Nobody answered. That silence wasn’t uncomfortable because people lacked experience. It was because hum hai toh 2026 mein but baatein 2016 ki hai!
That’s a mistake our industry makes more often than we’d like to admit. Marketing evolves quickly. Consumers evolve even faster. Yet our understanding of them often stays frozen.
Take luxury. For years, luxury communication in India followed a familiar script. Beautiful imagery. Invitation-only events. International aesthetics. Premium magazines. There was nothing wrong with that. It reflected the market of its time. But today’s affluent consumer isn’t as predictable. The promoter sitting in Kolkata or Gujarat may spend more time reading financial newspaper than a luxury publication. An investment banker may get a vacation idea or destination ideas through podcasts of the person he follows than glossy magazines. A second-generation entrepreneur often follows founders, investors and technology leaders on LinkedIn before paying attention to lifestyle influencers. None of this makes traditional luxury media irrelevant. It simply means influence has become far more dispersed than our media plans sometimes acknowledge.

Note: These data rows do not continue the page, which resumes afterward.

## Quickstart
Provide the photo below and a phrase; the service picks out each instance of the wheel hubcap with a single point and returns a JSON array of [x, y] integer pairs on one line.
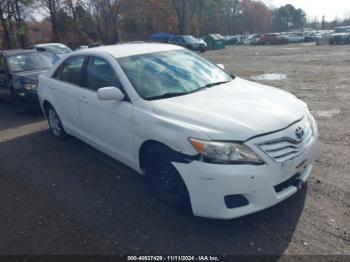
[[54, 122]]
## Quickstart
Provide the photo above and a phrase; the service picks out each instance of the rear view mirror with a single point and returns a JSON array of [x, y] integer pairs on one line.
[[110, 93], [221, 66]]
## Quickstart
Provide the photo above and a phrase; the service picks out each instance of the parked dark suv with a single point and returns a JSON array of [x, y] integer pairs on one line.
[[19, 71], [189, 42]]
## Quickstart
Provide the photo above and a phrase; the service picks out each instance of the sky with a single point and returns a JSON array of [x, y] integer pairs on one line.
[[331, 9]]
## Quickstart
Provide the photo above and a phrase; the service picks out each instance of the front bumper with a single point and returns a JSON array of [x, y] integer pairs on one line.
[[209, 184]]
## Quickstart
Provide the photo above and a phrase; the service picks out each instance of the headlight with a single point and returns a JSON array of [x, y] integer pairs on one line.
[[30, 87], [226, 152]]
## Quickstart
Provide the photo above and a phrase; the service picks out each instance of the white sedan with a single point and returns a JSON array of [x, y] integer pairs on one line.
[[220, 145]]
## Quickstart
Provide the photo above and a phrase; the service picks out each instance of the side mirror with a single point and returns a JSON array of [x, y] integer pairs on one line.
[[221, 66], [110, 93]]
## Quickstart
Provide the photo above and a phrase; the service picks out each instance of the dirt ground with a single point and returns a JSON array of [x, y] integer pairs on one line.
[[67, 198]]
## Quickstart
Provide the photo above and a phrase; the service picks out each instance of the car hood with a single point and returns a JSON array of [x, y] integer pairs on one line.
[[30, 75], [236, 111]]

I’ve often wondered whether brands confuse looking premium with reaching influential people, because how things are sold it, this magazine is available at the most high end clubs of the country, but the real question is when people enter those high end clubs do they read the? Or just fulfil their agenda, which can be a dinner or a meeting and move on as those aren’t always the same thing.
The businesses that build lasting reputations seem to understand this instinctively. Think about Vantara. Long before it became a widely discussed destination, people were already recommending it to one another. Curiosity travelled through conversations first. Advertising came later. Look at private aviation. Its growth wasn’t driven by a clever campaign. It reflected a shift in how entrepreneurs valued time. Consumer behaviour changed before communication did. Even Mercedes-Benz owes its position to something much deeper than advertising. Decades of product consistency, engineering and ownership experience built that reputation. Campaigns reminded people why they trusted the brand. They didn’t create the trust from scratch.

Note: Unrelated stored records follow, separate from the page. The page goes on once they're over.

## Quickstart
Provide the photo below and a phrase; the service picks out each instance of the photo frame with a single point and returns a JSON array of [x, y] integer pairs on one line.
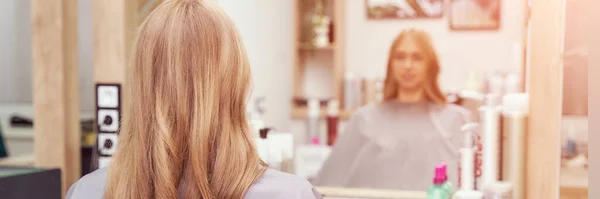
[[404, 9], [474, 15]]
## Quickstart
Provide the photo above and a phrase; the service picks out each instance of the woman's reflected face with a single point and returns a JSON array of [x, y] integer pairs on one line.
[[409, 64]]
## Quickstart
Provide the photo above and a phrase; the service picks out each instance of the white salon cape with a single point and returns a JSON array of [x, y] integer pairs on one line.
[[396, 145]]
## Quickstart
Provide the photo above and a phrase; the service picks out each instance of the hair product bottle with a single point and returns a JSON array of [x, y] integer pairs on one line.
[[333, 118], [313, 120], [498, 190], [352, 92], [490, 134], [467, 165], [514, 127], [466, 168], [438, 190]]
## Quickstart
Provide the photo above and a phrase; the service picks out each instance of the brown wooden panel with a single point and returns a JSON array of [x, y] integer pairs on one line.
[[546, 73], [57, 136]]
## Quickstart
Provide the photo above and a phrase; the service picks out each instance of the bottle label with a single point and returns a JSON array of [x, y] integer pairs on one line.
[[478, 162]]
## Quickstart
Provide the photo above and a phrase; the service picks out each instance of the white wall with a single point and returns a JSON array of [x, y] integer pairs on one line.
[[267, 29], [15, 51]]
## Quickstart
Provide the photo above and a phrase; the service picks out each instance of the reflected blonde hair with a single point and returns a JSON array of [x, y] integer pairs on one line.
[[185, 131], [431, 88]]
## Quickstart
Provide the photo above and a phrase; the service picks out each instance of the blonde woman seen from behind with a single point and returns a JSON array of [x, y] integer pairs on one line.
[[185, 132]]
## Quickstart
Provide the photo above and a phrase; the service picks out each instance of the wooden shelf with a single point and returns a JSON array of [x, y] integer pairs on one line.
[[302, 113], [308, 46]]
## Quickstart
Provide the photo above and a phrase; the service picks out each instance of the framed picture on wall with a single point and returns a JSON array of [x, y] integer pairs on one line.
[[404, 9], [475, 14]]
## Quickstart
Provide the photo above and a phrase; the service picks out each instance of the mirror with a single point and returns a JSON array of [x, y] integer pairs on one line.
[[405, 89]]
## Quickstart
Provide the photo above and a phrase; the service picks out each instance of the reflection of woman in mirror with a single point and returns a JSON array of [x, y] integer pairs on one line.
[[396, 144]]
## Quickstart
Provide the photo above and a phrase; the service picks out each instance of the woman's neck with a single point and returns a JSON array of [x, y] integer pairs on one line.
[[411, 96]]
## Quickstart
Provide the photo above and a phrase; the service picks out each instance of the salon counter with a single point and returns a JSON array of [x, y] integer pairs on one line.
[[346, 193]]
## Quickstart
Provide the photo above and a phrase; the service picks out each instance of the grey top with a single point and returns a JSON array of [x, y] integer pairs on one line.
[[396, 145], [272, 184]]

Perhaps that’s the difference we sometimes forget. Communication can strengthen belief. It cannot replace it.
Looking back at campaigns that failed, I rarely think the creative team was the problem. Most agencies produce good work. The bigger issue is that the brief itself is often written around assumptions that no longer hold true. We spend weeks debating scripts, production houses, celebrity choices and media budgets. Imagine if we invested the same amount of energy understanding how our customers have changed over the last five years. The outcome might look very different.
Campaigns will always matter. Good storytelling will always matter. But neither should be the starting point of a branding exercise. The starting point is curiosity. Curiosity about people. Curiosity about behaviour. Curiosity about how influence is actually built today rather than how we assumed it worked yesterday.